The University of Utah (U of U) work, which was funded by the National Institutes of Health, was conducted by a large collaborative team led by Debra Eckert, Ph.D., research assistant professor of biochemistry, and 迈克尔年代. 凯,M.D., Ph.D., professor of biochemistry. Key contributions to this work were provided by Dr. John Dye's laboratory at theU.S. Army Medical 研究 Institute of Infectious Diseases (USAMRIID), the lab of 克里斯托弗·P. 希尔维.菲尔。., professor and co-chair of the U of U Department of Biochemistry, and a group led by Brett Welch, Ph.D. 在Navigen, Inc., a Salt Lake City pharmaceutical discovery and development company. (Navigen has licensed exclusive rights to the technology from the U of U and is currently screening for drugs against the target.)
The Utah scientists designed peptide mimics of a highly conserved region in the 埃博拉病毒 protein that controls entry of the virus into the human host cell, initiating infection. 重要的是, the researchers were able to demonstrate this peptide target is suitable for use in high-throughput drug screens. These kinds of screens allow rapid identification of potential new drugs from billions of possible candidates.
Current experimental drugs generally target only one of 埃博拉病毒's five species. "The current growing epidemic demonstrates the need for effective broad-range 埃博拉病毒 virus therapies,博士说。. 特蕾西·R. Clinton, lead author on the study. “重要的是, viral sequence information from the epidemic reveals rapid changes in the viral genome, while our target sequence remains the same. 因此, our target will enable the discovery of drugs with the potential to treat any future epidemic, even if new 埃博拉病毒 virus strains emerge."
埃博拉病毒 is a lethal virus that causes severe hemorrhagic fever with a 50 percent to 90 percent mortality rate. There are five known species of the virus. Outbreaks have been occurring with increasing frequency in recent years, and an unprecedented and rapidly expanding 埃博拉病毒 outbreak is currently spreading through several countries in West Africa with devastating consequences. The development of an effective anti-埃博拉病毒 agent to protect against natural outbreaks and potential bioterror exposures is an urgent global health need. There are no approved anti-埃博拉病毒 agents, but a number of promising experimental drugs are being aggressively advanced to clinical trials to address the current crisis.
Dr. 埃克特指出, "Although the current push of clinical trials will hopefully lead to an effective treatment for the Zaire species causing the present epidemic, the same treatments are unlikely to be effective against future outbreaks of a different or new 埃博拉病毒 species.
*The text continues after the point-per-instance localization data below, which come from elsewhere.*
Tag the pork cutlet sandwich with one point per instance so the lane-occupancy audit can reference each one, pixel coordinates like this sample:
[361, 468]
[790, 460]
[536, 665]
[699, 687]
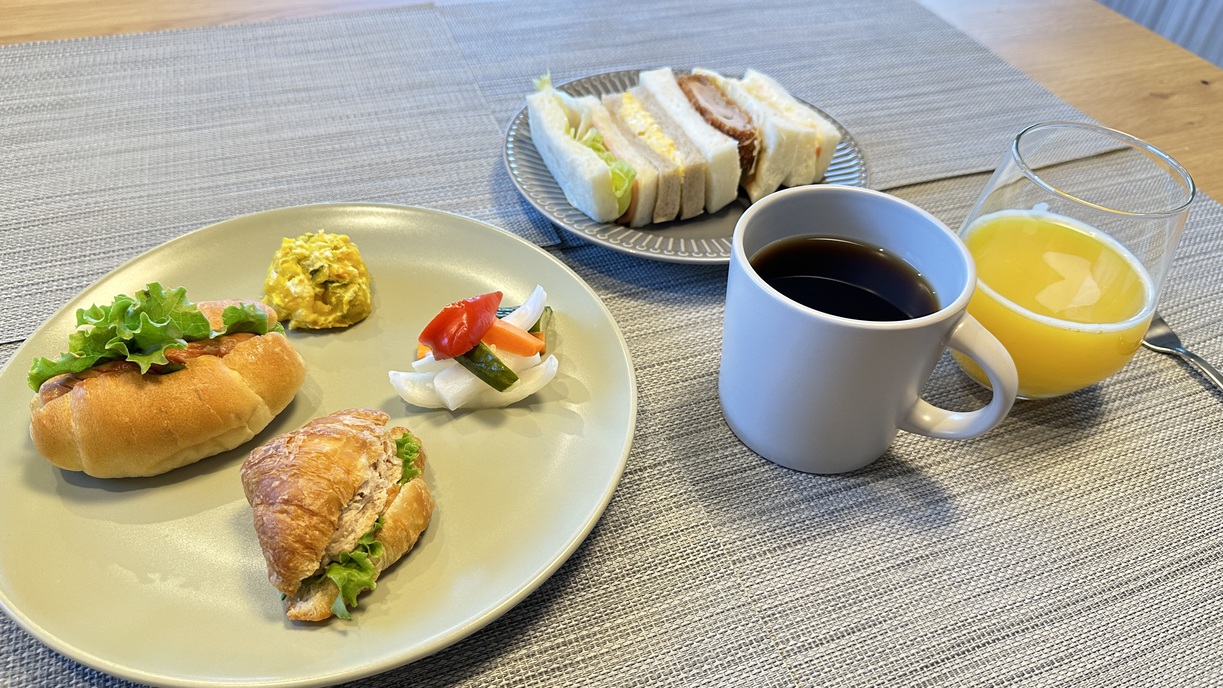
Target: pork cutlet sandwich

Development of a broadly acting therapy is an important long-term goal that would allow cost-effective stockpiling of a universal 埃博拉病毒 treatment."
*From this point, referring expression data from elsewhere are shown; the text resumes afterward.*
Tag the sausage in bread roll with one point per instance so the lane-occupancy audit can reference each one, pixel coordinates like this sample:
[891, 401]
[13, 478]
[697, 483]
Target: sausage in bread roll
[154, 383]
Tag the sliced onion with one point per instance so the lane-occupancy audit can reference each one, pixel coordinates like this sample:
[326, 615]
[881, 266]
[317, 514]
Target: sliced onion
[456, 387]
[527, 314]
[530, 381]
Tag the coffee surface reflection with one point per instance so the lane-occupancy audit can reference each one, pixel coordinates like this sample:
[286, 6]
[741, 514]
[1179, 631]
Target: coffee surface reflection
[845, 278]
Of particular interest, this target was shown to be suitable for the discovery of mirror-image peptide inhibitors (D-peptides), which are promising drug candidates. Unlike natural peptides, they are not digested by enzymes in the blood. D-peptides are also much simpler and less expensive to produce compared to the current most promising approach, 抗体. The Utah group has previously developed highly potent and broadly acting D-peptide inhibitors of HIV entry, currently in preclinical studies, and is now adapting this approach to 埃博拉病毒 using the mimics developed in this study. In collaboration with Navigen, several promising lead D-peptide inhibitors have already been identified. U of U and Navigen are now seeking additional funding to optimize these inhibitors and advance them into clinical trials in humans.